Para receber as transferências, o Estado precisa cumprir algumas condições como:

  • Instituir e assegurar o funcionamento do Conselho de Segurança Pública e Defesa Social;
  • Instituir e assegurar o funcionamento do Fundo de Segurança Pública;
  • Formular e implementar o Plano de Segurança Pública, conforme o Plano Nacional de Segurança Pública e Defesa Social;
  • Instituir e assegurar a observância de critérios para a promoção e a progressão funcional por antiguidade e merecimento, de peritos, policiais civis e militares e de integrantes do Corpo de Bombeiros Militar; dentre outras.

O governador de Rondônia, Marcos Rocha ressaltou que os projetos apresentados com a efetiva participação das Forças de Segurança do Estado; Polícia Militar do Estado de Rondônia (PMRO), Polícia Civil do Estado de Rondônia (PCRO), Corpo de Bombeiros Militar de Rondônia (CBMRO) e Superintendência de Polícia Técnico-Cientifica (Politec), têm como foco a redução das mortes violentas, enfrentamento da violência contra a mulher e a melhoria de qualidade de vida dos profissionais da Segurança Pública.

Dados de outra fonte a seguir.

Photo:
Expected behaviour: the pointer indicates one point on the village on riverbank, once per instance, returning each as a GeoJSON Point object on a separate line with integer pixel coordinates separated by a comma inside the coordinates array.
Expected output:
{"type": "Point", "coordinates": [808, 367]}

Segundo o titular da Secretaria de Estado da Segurança, Defesa e Cidadania (Sesdec), Felipe Bernardo Vital, as iniciativas devem contemplar:

  • Ações direcionadas ao policiamento comunitário, ostensivo e preventivo, em áreas com elevada concentração de mortes violentas intencionais;
  • Fortalecimento da capacidade de investigação de homicídios, em especial das Delegacias Especializadas;
  • Fortalecimento da perícia criminal nas áreas de cadeia de custódia, medicina legal, genética forense, local de crime, química, papiloscopia, informática e balística;
  • Fortalecimento das capacidades de atendimento pré-hospitalar e resgate;
  • Utilização de câmeras corporais por profissionais de Segurança Pública; e
  • Enfrentamento às organizações criminosas, em especial as relacionadas ao tráfico de drogas e à lavagem de dinheiro.